Ritos funerários e a memória

Grande parte das memórias sobre o Cemitério Municipal são guardadas por coveiros como o Edil, que se tornam um patrimônio à medida que preservam um.  A antropóloga e professora da UFJF Cristina Dias da Silva destaca a oralidade como tradição cultural capaz de construir “uma capacidade coletiva relacionada à destreza na comunicação oral e à memória histórica de um povo”. É isso que ele faz pela cultura da cidade.

O hábito de contar histórias e as transmiti-las faz parte de como a sociedade dá sentido à vida. “Quem nunca ouviu o conselho de um parente sobre como quer ser tratado após morrer? Ou sobre como lidar com a saudade? Essas coisas não se aprende nos livros pura e simplesmente”, provoca a professora. 

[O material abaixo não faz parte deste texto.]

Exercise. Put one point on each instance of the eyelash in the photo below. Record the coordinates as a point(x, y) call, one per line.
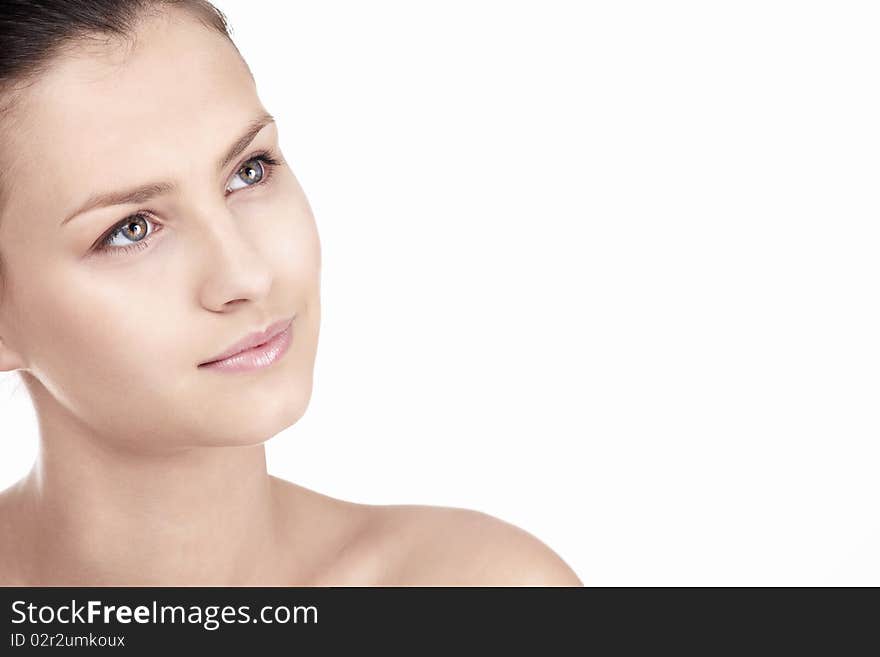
point(269, 162)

Ela também destaca que essas concepções são repassadas por “parentes, amigos e vizinhos que nos guiam, porque assim também foram guiados antes de nós, em uma linha de transmissão cuja continuidade é ao mesmo tempo tênue e duradoura, cotidiana e complexa. Somos aquilo que ouvimos e que contamos aos outros. Somos a palavra dita e cantada antes, durante e depois de nós”, finaliza. No que se refere à transmissão de contos através dos ritos funerários, o que ronda essa cultura é o que talvez seja uma das maiores questões da filosofia: as noções de vida e morte, e seus respectivos significados.